Nor marry for nothing but only love.

Family Quarrels.

When our hero, after a long interval of unconsciousness, opened his eyes, he found himself, to his surprise, in a large and elegantly furnished apartment, entirely strange to him. He pulled aside the curtains of his bed with his uninjured arm, and looked out. An aged female servant sat watching him.

“What massa want?” she said.

“How did I get here?” he asked.

“Captain Washington heself left you here, massa, after de great battle. De surgeon staid to dress your arm, and den follow arter de troops, who had lick de red-coats, dey say, all to pieces.”

“Yes! I know—then the army has pursued its march to the Catawba.”

“It hab, massa; and you be to stay here till you well.”

“But where am I?”

The old negro woman smiled till she showed all her teeth.

“You no know, massa?”

“I do not.”

“You forgit me, Massa Albert—me, Missus Ellen’s maman?”

“Good God!” cried our hero, scarcely believing his senses, and scrutinizing her features, “can it be? You are indeed she. And this is Mr. Thorndike’s house.”

He had started up in bed, and was now confronted by the figure of the owner of the mansion himself, who entered at an opposite door; but who, instead of wearing the angry air which Albert had last seen upon him, smiled kindly upon him.

“I was passing along the corridor,” he said, seating himself on the bedside familiarly, and taking the hand of his wounded guest, “and hearing your voice, learned for the first time that you were awake. Accordingly I made bold to enter, in order to assure you of a welcome. When we last parted, Mr. Scott,” he said, noticing our hero’s look of astonishment, “it was with ill-feeling on both sides. Let all that be forgotten. Whatever I may have said then I now recall. In saving the life of Capt. Washington, who is my dearest friend, you have laid me under infinite obligations, and at his request I have consented to overlook the past, and to give you my daughter. I only make a single stipulation, which is that you will not ask her hand until this war is over, which,” he added, lowering his voice, “can not be long, now that things have begun to go so auspiciously.”

Our hero well understood the character of Mr. Thorndike, who was noted for his prudent adherence to whichever side was uppermost, and he attributed this sudden change not only to Capt. Washington’s intercessions, but also in part to the prospect there now was of the triumph of the colonial cause, in which case the confiscated estates of the elder Mr. Scott would be restored. He kept this to himself, however, and expressed his thanks for Mr. Thorndike’s hospitality.

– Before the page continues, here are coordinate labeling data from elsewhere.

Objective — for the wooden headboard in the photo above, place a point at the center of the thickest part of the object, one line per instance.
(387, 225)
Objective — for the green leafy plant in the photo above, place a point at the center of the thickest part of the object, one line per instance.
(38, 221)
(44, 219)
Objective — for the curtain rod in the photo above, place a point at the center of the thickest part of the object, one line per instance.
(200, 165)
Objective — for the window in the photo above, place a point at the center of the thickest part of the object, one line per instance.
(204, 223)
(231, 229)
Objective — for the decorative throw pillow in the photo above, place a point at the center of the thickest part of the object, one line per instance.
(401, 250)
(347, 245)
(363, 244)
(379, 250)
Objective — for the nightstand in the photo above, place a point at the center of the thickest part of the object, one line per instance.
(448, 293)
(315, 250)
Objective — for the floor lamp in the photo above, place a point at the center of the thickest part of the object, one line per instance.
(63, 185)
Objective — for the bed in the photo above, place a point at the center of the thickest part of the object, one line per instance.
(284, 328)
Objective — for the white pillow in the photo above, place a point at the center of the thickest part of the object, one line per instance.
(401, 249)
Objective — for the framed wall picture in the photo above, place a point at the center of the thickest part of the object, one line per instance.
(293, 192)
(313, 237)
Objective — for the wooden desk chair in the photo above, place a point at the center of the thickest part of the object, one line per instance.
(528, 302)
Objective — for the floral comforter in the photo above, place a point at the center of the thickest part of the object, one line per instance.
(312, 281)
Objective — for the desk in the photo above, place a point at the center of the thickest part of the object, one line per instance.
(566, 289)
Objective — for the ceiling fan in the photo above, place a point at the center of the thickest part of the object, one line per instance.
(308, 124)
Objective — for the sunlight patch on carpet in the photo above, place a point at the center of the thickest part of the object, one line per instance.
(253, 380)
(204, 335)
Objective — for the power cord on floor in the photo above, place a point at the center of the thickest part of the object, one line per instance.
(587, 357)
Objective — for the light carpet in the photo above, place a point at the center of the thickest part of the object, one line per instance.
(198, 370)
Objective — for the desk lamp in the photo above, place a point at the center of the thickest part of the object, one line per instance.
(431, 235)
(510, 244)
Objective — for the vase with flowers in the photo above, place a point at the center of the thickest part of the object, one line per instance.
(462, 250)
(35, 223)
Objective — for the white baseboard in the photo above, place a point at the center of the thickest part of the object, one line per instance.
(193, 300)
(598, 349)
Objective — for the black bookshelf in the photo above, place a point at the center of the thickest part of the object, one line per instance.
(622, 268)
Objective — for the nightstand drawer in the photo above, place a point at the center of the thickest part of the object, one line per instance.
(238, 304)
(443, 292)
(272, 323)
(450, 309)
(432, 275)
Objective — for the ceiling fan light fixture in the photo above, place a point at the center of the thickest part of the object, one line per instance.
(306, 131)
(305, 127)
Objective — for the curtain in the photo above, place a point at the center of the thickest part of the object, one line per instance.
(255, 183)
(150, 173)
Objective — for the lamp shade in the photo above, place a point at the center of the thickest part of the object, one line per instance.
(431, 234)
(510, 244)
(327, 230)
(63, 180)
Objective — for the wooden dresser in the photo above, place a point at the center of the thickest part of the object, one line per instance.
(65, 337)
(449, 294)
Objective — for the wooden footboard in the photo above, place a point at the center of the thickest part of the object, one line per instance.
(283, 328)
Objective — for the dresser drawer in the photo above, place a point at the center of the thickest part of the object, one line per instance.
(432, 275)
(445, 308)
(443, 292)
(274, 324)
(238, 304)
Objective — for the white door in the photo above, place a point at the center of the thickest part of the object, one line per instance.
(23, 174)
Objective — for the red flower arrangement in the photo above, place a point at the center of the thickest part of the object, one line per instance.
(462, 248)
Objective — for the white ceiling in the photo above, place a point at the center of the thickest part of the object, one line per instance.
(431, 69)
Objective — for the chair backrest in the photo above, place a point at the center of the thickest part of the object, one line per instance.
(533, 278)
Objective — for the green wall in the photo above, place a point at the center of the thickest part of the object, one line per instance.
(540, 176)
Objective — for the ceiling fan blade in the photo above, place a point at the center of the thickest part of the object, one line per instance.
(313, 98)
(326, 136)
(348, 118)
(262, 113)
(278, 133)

“But I shall owe you even more,” he added, “for the happiness with which your promise has filled me, and I cheerfully accept your terms. Meantime, let me rise, and pay my respects to the ladies in person—I am sure I am well enough.”

Our hero, however, was compelled to keep his bed for two entire days, in consequence of the fever, a period which appeared to him an age.

We shall not attempt to describe his meeting with Ellen. Let us pass over the first few minutes of the interview.

“I have but one thing to regret,” he said at last, in a low whisper, for Mr. and Mrs. Thorndike were at the other end of the apartment, “and that is the loss of your miniature. I had it around my neck when I went into battle, but have not seen it since.”

Ellen smiled archly, and drew it from her bosom.

“How did it reach your possession?” he said in surprise. And, taking it in his hand, he added, “What means this dent, so like the mark of a ball?”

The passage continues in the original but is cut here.